It’s been more than a decade that I am penning down my one-sided affection and warmth which was sheltered till now.
Probably 12 is a very tender age to realize what feelings or emotions are. At that age, one hardly understands the literal meaning of the terms ‘infatuation’, ‘crush’ or ‘obsession’. But it was you who took care of the delicate fervour when it was just in the budding stage. I still remember those glimpses and gestures in between the classes and breaks, those stupid smiles which flashed at one single glance of yours.
Your presence made my school life more exciting by increasing my attendance percentage. Those sports and dance practices with you in the organizing team gave rise to butterflies in my stomach. I sometimes tried to attract your gaze by initiating small conversation in the common group but wonder if I ever managed to fit into your thoughts. While expressing my pent-up emotions, I can clearly visualize every single day which marked an impact on my life.

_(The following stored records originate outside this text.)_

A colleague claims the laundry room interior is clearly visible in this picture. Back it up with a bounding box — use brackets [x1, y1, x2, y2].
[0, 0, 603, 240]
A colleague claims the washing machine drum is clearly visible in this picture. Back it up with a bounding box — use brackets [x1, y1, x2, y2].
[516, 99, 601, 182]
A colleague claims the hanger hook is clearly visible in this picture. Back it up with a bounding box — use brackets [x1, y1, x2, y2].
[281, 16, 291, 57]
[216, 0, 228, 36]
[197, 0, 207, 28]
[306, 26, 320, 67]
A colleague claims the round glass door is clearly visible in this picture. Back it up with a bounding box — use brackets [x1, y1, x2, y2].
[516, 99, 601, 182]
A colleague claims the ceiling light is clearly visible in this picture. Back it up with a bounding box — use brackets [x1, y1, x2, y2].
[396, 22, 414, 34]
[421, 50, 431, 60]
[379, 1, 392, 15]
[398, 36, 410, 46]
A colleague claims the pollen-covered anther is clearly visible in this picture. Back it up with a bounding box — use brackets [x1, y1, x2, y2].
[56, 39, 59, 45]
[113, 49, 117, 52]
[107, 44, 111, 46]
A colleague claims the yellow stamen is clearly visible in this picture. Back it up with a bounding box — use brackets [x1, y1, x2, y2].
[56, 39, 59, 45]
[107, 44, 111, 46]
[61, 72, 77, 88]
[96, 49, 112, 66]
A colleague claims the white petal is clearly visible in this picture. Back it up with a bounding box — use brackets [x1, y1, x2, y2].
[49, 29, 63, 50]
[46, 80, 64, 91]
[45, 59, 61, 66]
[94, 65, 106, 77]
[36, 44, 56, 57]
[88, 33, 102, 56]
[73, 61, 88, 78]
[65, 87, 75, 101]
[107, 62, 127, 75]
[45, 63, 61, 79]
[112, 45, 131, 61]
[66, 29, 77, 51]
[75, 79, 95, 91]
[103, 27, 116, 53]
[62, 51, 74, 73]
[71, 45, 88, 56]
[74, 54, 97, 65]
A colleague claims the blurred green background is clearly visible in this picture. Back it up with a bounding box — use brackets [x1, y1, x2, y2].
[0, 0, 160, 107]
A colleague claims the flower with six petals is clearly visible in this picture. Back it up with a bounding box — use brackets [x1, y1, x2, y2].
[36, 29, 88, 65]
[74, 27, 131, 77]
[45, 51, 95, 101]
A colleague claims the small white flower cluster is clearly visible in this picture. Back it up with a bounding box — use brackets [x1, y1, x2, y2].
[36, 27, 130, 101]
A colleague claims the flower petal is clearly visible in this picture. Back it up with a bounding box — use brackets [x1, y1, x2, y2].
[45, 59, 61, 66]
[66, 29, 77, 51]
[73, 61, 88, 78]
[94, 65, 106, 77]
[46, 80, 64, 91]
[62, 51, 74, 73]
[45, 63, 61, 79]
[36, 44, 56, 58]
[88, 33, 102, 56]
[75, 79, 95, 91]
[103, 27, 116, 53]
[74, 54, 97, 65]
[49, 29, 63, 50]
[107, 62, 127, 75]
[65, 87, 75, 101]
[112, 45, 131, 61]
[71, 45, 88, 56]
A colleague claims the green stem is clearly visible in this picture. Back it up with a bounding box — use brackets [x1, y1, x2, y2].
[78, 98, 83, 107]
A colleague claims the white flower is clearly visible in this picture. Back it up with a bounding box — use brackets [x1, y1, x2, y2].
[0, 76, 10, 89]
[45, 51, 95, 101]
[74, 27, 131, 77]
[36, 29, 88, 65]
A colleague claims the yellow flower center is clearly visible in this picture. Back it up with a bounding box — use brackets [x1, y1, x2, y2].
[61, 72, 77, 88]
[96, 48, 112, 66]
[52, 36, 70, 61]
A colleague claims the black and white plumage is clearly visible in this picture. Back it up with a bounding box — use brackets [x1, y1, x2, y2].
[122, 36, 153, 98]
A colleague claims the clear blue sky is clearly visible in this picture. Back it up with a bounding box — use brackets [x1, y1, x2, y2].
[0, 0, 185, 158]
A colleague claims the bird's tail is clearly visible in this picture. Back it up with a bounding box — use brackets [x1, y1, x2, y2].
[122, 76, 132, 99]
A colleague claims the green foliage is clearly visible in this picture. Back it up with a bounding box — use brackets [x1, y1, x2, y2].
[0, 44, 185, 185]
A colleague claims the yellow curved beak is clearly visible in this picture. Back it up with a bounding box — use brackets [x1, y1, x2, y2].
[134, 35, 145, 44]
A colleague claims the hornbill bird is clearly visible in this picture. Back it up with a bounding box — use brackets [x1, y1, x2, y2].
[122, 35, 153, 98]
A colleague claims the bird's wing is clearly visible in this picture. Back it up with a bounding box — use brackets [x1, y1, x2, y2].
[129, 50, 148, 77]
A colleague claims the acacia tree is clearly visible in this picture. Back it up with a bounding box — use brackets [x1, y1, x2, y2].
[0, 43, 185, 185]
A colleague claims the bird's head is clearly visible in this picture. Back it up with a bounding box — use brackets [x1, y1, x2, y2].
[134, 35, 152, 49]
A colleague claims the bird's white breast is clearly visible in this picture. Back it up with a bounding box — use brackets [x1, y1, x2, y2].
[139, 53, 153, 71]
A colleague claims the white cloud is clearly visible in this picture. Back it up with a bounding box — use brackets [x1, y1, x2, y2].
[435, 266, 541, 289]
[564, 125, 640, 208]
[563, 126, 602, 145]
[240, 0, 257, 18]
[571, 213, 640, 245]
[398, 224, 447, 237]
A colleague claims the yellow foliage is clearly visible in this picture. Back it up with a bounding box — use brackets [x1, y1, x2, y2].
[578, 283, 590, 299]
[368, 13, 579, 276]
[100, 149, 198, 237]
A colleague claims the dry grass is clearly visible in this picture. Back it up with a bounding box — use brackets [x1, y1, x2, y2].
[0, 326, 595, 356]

Sometimes it seemed as if the tiny incidents were meant to keep the strings attached. Be it being in the same house or in the same club of school activities. I still feel immense pleasure in recalling that day when I had to take your wristband on the annual sports day. No words exchanged, just an innocent give-and-take blossomed into a lovely hue. You were never aware of those situations where I hurried to the big black gate just to catch a quick peek before the morning assembly. But the problem of being an introvert lies in the inability to open up. Be it the meeting at the bus stop or at the ground, I could never muster enough courage to speak up and thus the feelings remained enwrapped.
4 years passed by in exchanging looks and smiles and it was time for you to leave school. The well-decked fairy tale shattered into pieces and it was unbearable for me. I could never imagine the beginning of a new session without your presence in the morning assembly.
But things changed, time passed. Even social media could not manage to connect us on the same page. I don’t regret, rather feel glad in nurturing my secret admiration without any external interference. I guess this is how it was meant to be. My feelings for you is still the same as they were 12 years ago. Your thoughts are still fresh and vivid, your smile and attitude still make me blush. So what if there was no happily ever after but the mere presence of you in my subconscious mind makes me delighted.
P.S. Hope, you will never realize the love that died even before taking birth.